In their final two paragraphs, Conway and Behding basically "give up" on the idea that science can explain beauty. All that remains is for neuroscientists to perform the kind of experiments done with monkey brains: use fMRI to study attention, decision-making, and reward. Maybe some of those brain regions correlate with the experience of beauty, but science might never know, the two wishful materialists confess.

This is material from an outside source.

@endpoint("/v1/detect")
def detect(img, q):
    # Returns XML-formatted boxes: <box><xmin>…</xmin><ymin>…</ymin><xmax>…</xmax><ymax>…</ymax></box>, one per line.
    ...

There may well be a "beauty instinct" implemented by dedicated neural machinery capable of producing a diversity of beauty reactions, much as there is language circuitry that can support a multitude of languages (and other operations). A need to experience beauty may be universal, but the manifestation of what constitutes beauty certainly is not. On the one hand, a neuroaesthetics that extrapolates from an analysis of a few great works, or one that generalizes from a single specific instance of beauty, runs the risk of missing the mark. On the other, a neuroaesthetics comprising entirely subjectivist accounts may lose sight of what is specific to encounters with art. Neuroaesthetics has a great deal to offer the scientific community and general public. Its progress in uncovering a beauty instinct, if it exists, may be accelerated if the field were to abandon a pursuit of beauty per se and focus instead on uncovering the relevant mechanisms of decision making and reward and the basis for subjective preferences, much as Fechner counseled. This would mark a return to a pursuit of the mechanisms underlying sensory knowledge: the original conception of aesthetics.
C.S. Lewis fans will find strong support for his "argument from joy" in the consternation of these materialists. An experience of joy (or delight in something beautiful) transcends the merely physical and enters the realm of the numinous -- realities that surpass scientific comprehension.